Lydia usually walked home from school. But one day, she didn’t. Tommy Miller dragged her into his Buick. His eyes were glazed and he smelled like rum, but he was still strong. “Donna says you’re a dyke,” he said. “You know that’s wrong, don’t you? I can help you. Like I helped her.”
“What do you mean?” Lydia said. Her head spun and her throat ached. Donna had said that about her?
“She told me about her impure thoughts, begged me to get them out of her head. I did, but then you put them back. But I can help.”
“I don’t want your help,” Lydia said. She punched him in the throat, scrambled out of the car, and ran. She ran to the beach, the one that nobody ever went to, because sometimes, when the wind was just right, you could hear the siren there.
“I don’t belong there,” Lydia said. “I don’t want to go back.”

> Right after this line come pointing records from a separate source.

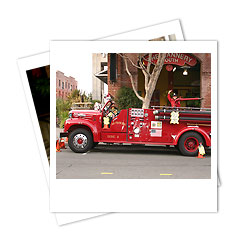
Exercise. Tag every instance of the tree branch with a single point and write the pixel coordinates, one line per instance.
(132, 80)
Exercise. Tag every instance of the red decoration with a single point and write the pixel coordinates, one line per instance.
(169, 67)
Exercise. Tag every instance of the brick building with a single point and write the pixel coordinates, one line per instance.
(185, 80)
(64, 85)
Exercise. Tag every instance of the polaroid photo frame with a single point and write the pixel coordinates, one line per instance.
(38, 62)
(170, 30)
(128, 195)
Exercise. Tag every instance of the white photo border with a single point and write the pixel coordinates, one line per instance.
(128, 195)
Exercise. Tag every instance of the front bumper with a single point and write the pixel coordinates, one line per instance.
(64, 134)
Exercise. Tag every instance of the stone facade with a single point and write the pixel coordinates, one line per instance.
(64, 85)
(124, 80)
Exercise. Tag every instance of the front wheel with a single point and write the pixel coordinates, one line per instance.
(80, 140)
(189, 142)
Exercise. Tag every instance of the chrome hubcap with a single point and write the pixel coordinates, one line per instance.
(80, 141)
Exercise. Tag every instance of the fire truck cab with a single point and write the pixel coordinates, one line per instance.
(185, 128)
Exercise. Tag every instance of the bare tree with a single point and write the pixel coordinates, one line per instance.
(150, 75)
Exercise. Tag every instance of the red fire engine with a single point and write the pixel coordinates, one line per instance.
(184, 128)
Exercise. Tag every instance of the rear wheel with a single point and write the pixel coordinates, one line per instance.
(189, 142)
(95, 144)
(80, 140)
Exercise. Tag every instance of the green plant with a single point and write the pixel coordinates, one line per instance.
(126, 98)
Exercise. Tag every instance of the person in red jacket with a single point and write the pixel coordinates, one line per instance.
(174, 100)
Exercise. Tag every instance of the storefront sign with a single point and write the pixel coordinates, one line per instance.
(169, 67)
(179, 59)
(174, 117)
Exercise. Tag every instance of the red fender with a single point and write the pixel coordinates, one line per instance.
(83, 122)
(199, 130)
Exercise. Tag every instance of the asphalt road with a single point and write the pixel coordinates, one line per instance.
(131, 162)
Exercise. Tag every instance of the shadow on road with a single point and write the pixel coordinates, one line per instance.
(138, 149)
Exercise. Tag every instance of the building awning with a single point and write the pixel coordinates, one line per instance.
(102, 75)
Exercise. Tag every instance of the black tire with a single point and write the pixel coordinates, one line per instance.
(95, 144)
(189, 142)
(80, 140)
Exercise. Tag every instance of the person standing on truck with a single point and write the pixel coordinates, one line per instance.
(174, 101)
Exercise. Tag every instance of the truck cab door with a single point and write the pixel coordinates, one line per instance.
(138, 129)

“Don’t be foolish, girl,” the siren said. “You are angry, but it will pass.”
“Aren’t you lonely?” Lydia asked. “I know what that is like. Don’t send me away.”
The siren’s face was beautiful in the moonlight, her long hair as dark as the water. “What do you want?”
“I want you to teach me to sing,” Lydia said. “I’m here to learn your songs.”
The siren stared at her for a long time. “You don’t have the strength to swim back, do you?”
Lydia stood on the shore and listened to the siren sing. She heard her own loneliness echoing back to her, across the waves.
She thought about Donna, and what it must have cost her to write what she did. She wondered how much it would have cost Donna to do more.
Lydia wondered what she’d be willing to pay to reach out and end someone else’s loneliness.
“I wouldn’t go, even if I could,” Lydia said. “I’ve made my decision.”
The siren took Lydia’s hand and pulled her up onto the rock. “Stubborn child. Very well,” she said. “I suppose I have been lonely. I will teach you my songs.”